Following victory by France's far-right National Front at the weekend's EU polls, the country's Prime Minister has wasted no time to promise more tax cuts for low earners. He admitted the burden had become unbearable.
French Prime Minister Manuel Valls (pictured right) said Monday there would be further tax cuts for low-earning and middle-class households, admitting that previous rounds of tax hikes had been at the center of public anger and a reason why the far-right Front National (FN) had made such big gains at the European parliamentary election.
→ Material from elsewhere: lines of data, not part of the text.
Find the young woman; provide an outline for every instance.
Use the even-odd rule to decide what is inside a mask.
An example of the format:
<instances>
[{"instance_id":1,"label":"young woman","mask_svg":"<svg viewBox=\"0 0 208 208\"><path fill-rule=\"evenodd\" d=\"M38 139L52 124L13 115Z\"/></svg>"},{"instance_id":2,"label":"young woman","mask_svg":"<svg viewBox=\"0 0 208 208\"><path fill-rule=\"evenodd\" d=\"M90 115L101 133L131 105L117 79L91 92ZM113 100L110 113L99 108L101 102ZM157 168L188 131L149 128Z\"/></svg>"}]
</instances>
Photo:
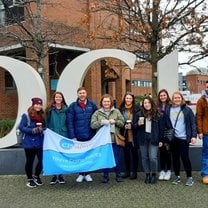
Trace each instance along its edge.
<instances>
[{"instance_id":1,"label":"young woman","mask_svg":"<svg viewBox=\"0 0 208 208\"><path fill-rule=\"evenodd\" d=\"M175 185L180 183L181 159L187 176L186 186L192 186L194 181L189 159L189 143L196 143L196 122L192 110L185 104L183 95L180 92L173 93L172 105L167 110L167 116L167 126L172 128L175 126L174 139L171 141L173 169L175 172L175 179L172 183Z\"/></svg>"},{"instance_id":2,"label":"young woman","mask_svg":"<svg viewBox=\"0 0 208 208\"><path fill-rule=\"evenodd\" d=\"M124 162L125 173L122 178L130 177L130 179L137 178L138 168L138 147L136 140L136 132L132 128L134 115L140 110L140 107L135 105L135 97L132 93L127 92L124 95L123 101L120 106L120 111L125 119L125 125L121 129L121 134L125 136Z\"/></svg>"},{"instance_id":3,"label":"young woman","mask_svg":"<svg viewBox=\"0 0 208 208\"><path fill-rule=\"evenodd\" d=\"M120 111L113 107L113 98L109 94L102 96L100 101L100 109L96 110L92 115L91 128L98 130L103 125L111 125L111 139L113 153L115 157L116 167L116 181L122 182L120 175L120 147L115 143L115 134L119 133L120 128L124 125L124 118ZM109 169L104 169L103 183L109 181Z\"/></svg>"},{"instance_id":4,"label":"young woman","mask_svg":"<svg viewBox=\"0 0 208 208\"><path fill-rule=\"evenodd\" d=\"M49 106L46 108L46 127L64 137L68 137L66 126L67 104L61 92L55 92ZM54 175L50 184L64 184L62 175Z\"/></svg>"},{"instance_id":5,"label":"young woman","mask_svg":"<svg viewBox=\"0 0 208 208\"><path fill-rule=\"evenodd\" d=\"M43 184L40 179L43 158L44 126L44 112L42 105L43 101L41 98L32 98L32 106L28 108L27 113L22 115L19 125L20 131L25 134L22 146L26 156L25 172L28 179L26 185L30 188ZM30 122L28 122L28 119ZM35 166L35 173L33 175L33 165L36 156L38 162Z\"/></svg>"},{"instance_id":6,"label":"young woman","mask_svg":"<svg viewBox=\"0 0 208 208\"><path fill-rule=\"evenodd\" d=\"M159 109L161 120L165 122L165 111L167 107L170 106L171 99L167 90L162 89L159 91L157 96L157 107ZM164 125L163 125L164 126ZM160 174L159 180L170 180L171 177L171 152L170 143L165 138L161 138L161 145L159 148L160 152Z\"/></svg>"},{"instance_id":7,"label":"young woman","mask_svg":"<svg viewBox=\"0 0 208 208\"><path fill-rule=\"evenodd\" d=\"M137 129L137 139L140 146L142 166L146 173L145 183L156 183L158 168L158 144L161 137L160 114L153 99L145 97L141 111L135 115L133 121Z\"/></svg>"}]
</instances>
The FN garnered 25 percent of the French vote, compared to 14 percent for the governing Socialists.
"We need more tax cuts, because the burden has become unbearable," Valls told RTL radio. "Until unemployment falls, until purchasing power rises, until taxes drop, the French won't believe us."
Valls had already announced earlier this month that his Socialist government was planning to exempt 1.8 million households from income tax, costing the state 1 billion euros ($1.36 billion).
Savings targets not out of sight?
He insisted, though, that France would maintain its objective of cutting overall public spending by 50 billion euros over the next three years as part of the government’s effort to bring deficits in line with EU limits, saying it would be absurd to give up that goal.
"But we clearly have to do it in the fairest possible way," the prime minister said.
He called for Europe to boost support for growth and employment policies, adding he was convinced the continent could be reoriented to create more jobs, which it hadn't done for years because of austerity programs.